There are still difficult choices ahead: a move to a care home, the possibility of medical assistance in dying. She does not explore these options. Instead, she writes of strengthened relationships and her discovery that, despite what Sontag once asserted, there is no border between the kingdom of the sick and the land of the healthy. She hopes that In This Faulty Machine will be some consolation for readers, an inspiration to forge connections and diminish ignorance.
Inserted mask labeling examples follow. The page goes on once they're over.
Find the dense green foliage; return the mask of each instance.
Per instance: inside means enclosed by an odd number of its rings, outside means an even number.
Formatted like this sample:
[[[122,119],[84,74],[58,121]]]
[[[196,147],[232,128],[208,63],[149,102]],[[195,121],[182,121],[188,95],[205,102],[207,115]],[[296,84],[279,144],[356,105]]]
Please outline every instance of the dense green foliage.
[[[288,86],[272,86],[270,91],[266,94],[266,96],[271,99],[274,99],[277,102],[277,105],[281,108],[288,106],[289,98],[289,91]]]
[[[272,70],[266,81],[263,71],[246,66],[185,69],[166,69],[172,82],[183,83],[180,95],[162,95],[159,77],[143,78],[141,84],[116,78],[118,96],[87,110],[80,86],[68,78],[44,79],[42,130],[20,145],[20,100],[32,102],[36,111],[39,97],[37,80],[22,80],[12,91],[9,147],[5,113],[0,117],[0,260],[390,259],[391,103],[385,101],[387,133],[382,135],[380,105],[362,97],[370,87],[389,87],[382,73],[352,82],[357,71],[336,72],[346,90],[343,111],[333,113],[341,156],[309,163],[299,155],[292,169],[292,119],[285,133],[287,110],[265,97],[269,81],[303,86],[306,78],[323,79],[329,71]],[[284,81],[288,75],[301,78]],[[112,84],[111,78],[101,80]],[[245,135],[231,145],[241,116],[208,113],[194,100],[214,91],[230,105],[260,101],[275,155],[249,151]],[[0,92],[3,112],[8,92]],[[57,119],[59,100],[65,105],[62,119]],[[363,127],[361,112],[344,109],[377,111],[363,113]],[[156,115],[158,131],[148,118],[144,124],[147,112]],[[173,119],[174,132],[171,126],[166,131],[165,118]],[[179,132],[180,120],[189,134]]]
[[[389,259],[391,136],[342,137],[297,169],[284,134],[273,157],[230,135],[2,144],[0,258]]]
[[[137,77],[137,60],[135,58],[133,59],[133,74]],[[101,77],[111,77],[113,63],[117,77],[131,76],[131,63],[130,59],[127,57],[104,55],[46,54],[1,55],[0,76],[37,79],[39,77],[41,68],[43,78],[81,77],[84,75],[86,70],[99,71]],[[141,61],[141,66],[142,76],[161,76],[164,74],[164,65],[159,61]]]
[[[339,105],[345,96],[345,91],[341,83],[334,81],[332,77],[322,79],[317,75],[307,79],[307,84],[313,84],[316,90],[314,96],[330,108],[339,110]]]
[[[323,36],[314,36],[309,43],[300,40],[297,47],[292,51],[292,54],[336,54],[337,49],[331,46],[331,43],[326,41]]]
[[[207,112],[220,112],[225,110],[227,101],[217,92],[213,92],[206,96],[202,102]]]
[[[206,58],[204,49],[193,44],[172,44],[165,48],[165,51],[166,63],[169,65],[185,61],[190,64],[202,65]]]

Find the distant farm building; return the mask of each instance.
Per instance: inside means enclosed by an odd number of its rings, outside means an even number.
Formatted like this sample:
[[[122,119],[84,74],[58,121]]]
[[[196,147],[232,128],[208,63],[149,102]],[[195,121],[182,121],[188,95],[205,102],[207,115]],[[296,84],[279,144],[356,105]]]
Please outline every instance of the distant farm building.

Especially during the early chapters, I kept asking myself for whom Page was writing. This is not a personalized version of the classic New Parkinson’s Disease Treatment Book, nor is it a typical my-life-as-a-victim memoir. My mind occasionally wandered during lengthy reported conversations or lush passages about trees. But when Page starts digging deeper into her changing outlook on life, my attention picked up. Here In This Faulty Machine is about the perceptions of mortality. It is not only for her fellow PWP; it is for anyone who finds themselves recalibrating their priorities as their faculties begin to fail.
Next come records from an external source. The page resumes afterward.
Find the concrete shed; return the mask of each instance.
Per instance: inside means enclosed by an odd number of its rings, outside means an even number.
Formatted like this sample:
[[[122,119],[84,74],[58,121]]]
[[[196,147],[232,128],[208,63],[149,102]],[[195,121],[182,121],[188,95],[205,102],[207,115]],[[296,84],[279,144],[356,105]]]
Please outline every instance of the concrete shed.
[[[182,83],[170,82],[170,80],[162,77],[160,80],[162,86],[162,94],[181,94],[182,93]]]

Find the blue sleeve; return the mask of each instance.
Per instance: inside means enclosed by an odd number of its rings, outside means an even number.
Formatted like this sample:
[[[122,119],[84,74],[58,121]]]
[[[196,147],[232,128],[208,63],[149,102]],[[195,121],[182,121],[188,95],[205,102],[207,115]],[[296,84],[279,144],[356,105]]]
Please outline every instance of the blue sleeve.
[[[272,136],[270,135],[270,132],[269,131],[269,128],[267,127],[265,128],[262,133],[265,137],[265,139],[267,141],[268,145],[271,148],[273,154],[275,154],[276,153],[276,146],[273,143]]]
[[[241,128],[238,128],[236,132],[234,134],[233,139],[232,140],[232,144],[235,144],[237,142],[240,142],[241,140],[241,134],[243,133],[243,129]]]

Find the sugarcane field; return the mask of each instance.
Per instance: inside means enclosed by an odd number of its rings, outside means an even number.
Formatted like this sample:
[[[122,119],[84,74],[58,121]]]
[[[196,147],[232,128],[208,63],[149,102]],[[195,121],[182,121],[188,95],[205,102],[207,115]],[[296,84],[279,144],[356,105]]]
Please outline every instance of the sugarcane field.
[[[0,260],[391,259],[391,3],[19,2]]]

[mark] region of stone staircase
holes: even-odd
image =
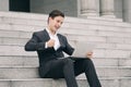
[[[32,33],[46,27],[47,15],[0,12],[0,87],[66,87],[64,79],[39,78],[36,52],[24,51]],[[60,29],[72,46],[92,42],[94,64],[103,87],[131,85],[131,24],[118,18],[67,16]],[[76,77],[88,87],[84,74]]]

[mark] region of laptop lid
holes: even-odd
[[[86,53],[93,51],[94,49],[95,49],[94,44],[85,41],[76,42],[72,57],[86,58]]]

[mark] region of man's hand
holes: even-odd
[[[47,47],[53,47],[55,46],[55,39],[49,39],[47,41]]]
[[[93,51],[87,52],[86,57],[90,58],[90,59],[93,58]]]

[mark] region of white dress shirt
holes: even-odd
[[[57,50],[58,48],[60,48],[60,41],[59,41],[59,38],[58,38],[58,36],[57,36],[57,33],[56,33],[55,35],[52,35],[52,34],[49,32],[48,28],[46,28],[46,30],[47,30],[50,39],[53,39],[53,40],[55,40],[55,46],[53,46],[55,50]],[[48,48],[48,47],[47,47],[47,42],[46,42],[46,48]]]

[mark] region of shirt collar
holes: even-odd
[[[50,33],[49,28],[46,27],[46,30],[47,30],[47,33],[48,33],[49,35],[52,35],[52,34]],[[56,33],[55,36],[57,36],[57,34],[58,34],[58,33]]]

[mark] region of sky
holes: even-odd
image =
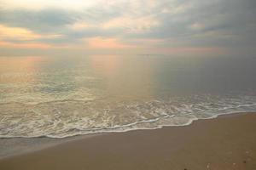
[[[0,0],[0,56],[255,48],[255,0]]]

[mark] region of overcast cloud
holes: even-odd
[[[247,50],[255,16],[253,0],[2,0],[0,48]]]

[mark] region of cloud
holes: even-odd
[[[253,0],[16,1],[1,5],[0,36],[9,42],[209,53],[256,46]]]

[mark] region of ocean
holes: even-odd
[[[0,138],[154,129],[253,111],[255,57],[0,57]]]

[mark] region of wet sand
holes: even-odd
[[[256,114],[110,133],[0,160],[2,170],[256,169]]]

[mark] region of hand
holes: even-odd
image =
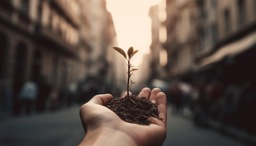
[[[126,93],[123,94],[122,97]],[[129,93],[131,95],[131,93]],[[127,122],[106,105],[113,99],[109,94],[98,95],[83,105],[80,114],[86,135],[80,144],[88,146],[161,146],[166,137],[167,118],[165,94],[158,88],[145,88],[139,97],[144,97],[157,106],[159,118],[150,117],[149,126]]]

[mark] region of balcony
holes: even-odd
[[[77,27],[80,23],[80,20],[78,19],[79,17],[76,15],[71,9],[69,9],[67,4],[64,3],[64,1],[53,0],[52,2],[52,5],[59,10],[75,27]]]

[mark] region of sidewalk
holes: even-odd
[[[188,108],[185,108],[183,116],[190,120],[193,119],[193,113]],[[256,134],[249,134],[242,130],[225,125],[211,119],[206,121],[206,124],[209,127],[243,142],[253,146],[256,146]]]

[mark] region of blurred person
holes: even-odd
[[[50,110],[56,110],[59,106],[58,91],[56,88],[53,88],[49,95],[50,102]]]
[[[122,97],[126,94],[124,93]],[[145,88],[138,96],[155,102],[159,117],[163,120],[150,117],[152,124],[149,126],[127,122],[103,106],[113,99],[111,95],[98,95],[80,108],[80,117],[86,135],[79,145],[161,146],[166,135],[166,95],[159,88],[151,91]]]
[[[44,77],[40,77],[38,85],[39,92],[36,101],[36,108],[37,112],[41,112],[45,110],[46,100],[50,93],[50,86]]]
[[[38,91],[38,86],[34,81],[29,81],[25,82],[18,95],[19,113],[22,106],[25,105],[26,113],[28,114],[31,113],[32,106],[37,97]]]
[[[77,86],[75,83],[72,82],[68,86],[68,105],[71,106],[74,103],[77,89]]]

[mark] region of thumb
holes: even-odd
[[[105,106],[112,100],[113,96],[110,94],[99,94],[94,96],[88,103]]]

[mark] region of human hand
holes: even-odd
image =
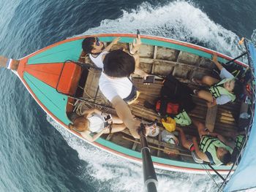
[[[117,42],[118,42],[120,39],[121,39],[121,37],[116,37],[115,39],[113,40],[112,43],[113,43],[113,45],[116,45],[116,44],[117,44]]]
[[[140,35],[138,35],[138,37],[133,40],[132,53],[135,53],[140,49],[141,45]]]
[[[197,137],[192,137],[192,142],[193,142],[193,143],[197,142]]]

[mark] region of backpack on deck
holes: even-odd
[[[178,103],[173,102],[172,99],[168,98],[159,98],[155,102],[155,111],[161,116],[173,116],[180,112]]]

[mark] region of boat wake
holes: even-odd
[[[143,191],[142,166],[111,155],[78,139],[49,115],[48,121],[61,133],[67,144],[85,161],[80,175],[81,180],[90,177],[97,191]],[[217,189],[212,180],[206,174],[192,174],[156,170],[158,191],[205,191],[206,187]],[[215,179],[218,180],[217,177]],[[219,182],[219,180],[218,180]],[[214,191],[214,190],[213,190]]]
[[[236,34],[215,23],[195,4],[185,1],[157,7],[143,3],[136,9],[123,10],[123,15],[117,19],[102,20],[99,26],[83,34],[135,33],[138,28],[142,34],[189,42],[230,56],[241,52]]]
[[[153,7],[143,3],[136,9],[123,10],[115,20],[104,20],[100,26],[83,34],[99,33],[135,33],[173,38],[203,45],[236,56],[242,49],[237,45],[239,37],[215,23],[195,4],[185,1]],[[83,34],[80,34],[83,35]],[[99,183],[98,191],[142,191],[142,168],[81,141],[48,117],[48,121],[63,135],[70,147],[78,151],[86,164],[84,174]],[[211,191],[217,186],[206,175],[157,170],[159,191]],[[81,175],[81,180],[84,176]],[[218,178],[216,178],[218,180]],[[219,180],[218,180],[219,182]],[[108,183],[108,185],[106,185]]]

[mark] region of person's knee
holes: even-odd
[[[205,75],[202,78],[202,82],[205,84],[209,84],[211,82],[211,77]]]
[[[197,131],[200,136],[203,135],[206,129],[206,126],[202,123],[199,122],[197,124]]]

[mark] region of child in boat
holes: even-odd
[[[206,131],[206,126],[196,120],[192,121],[197,127],[200,137],[198,145],[196,137],[192,141],[186,138],[184,131],[178,127],[176,130],[180,133],[182,146],[191,152],[195,151],[197,155],[203,161],[209,162],[211,164],[219,166],[227,164],[231,161],[232,148],[227,145],[225,139],[217,133]]]
[[[103,134],[116,133],[126,128],[116,115],[112,115],[112,120],[108,121],[104,119],[106,116],[97,109],[89,110],[77,118],[73,124],[69,124],[69,128],[80,132],[86,140],[94,142]],[[91,133],[97,134],[91,136]]]
[[[195,82],[211,86],[209,91],[195,90],[194,93],[199,98],[206,100],[208,107],[234,101],[243,92],[242,83],[218,62],[216,53],[214,54],[212,61],[220,71],[222,80],[208,75],[204,76],[201,80],[193,79],[192,81]]]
I think back to my childhood in an extended family with many elderly grandparents, great-aunts, and great-uncles. In retrospect, I realize several were suffering from degenerative diseases such as Parkinson’s or Alzheimer’s, though few had received a formal diagnosis. They were included in every family celebration, cherished by siblings and respected by descendants. Nobody expected them to be productive, and their children were expected to look after them. As grandchildren, we just thought they were old. They were still part of our world; there was no rigid divide between the firm and the infirm. There was no self-imposed pressure to “rage against the dying of the light,” as there undoubtedly is today for high achievers like Kathy Page. Our life expectancy has lengthened and geriatric medicine has given us far better drugs. I’m certainly not yearning for “the good old days,” but I cannot help wondering if, for some at least, it was easier back then.
Charlotte Gray is the author of numerous books, including Flint & Feather: The Life and Times of E. Pauline Johnson, Tekahionwake. She is also a former columnist for the Canadian Medical Journal.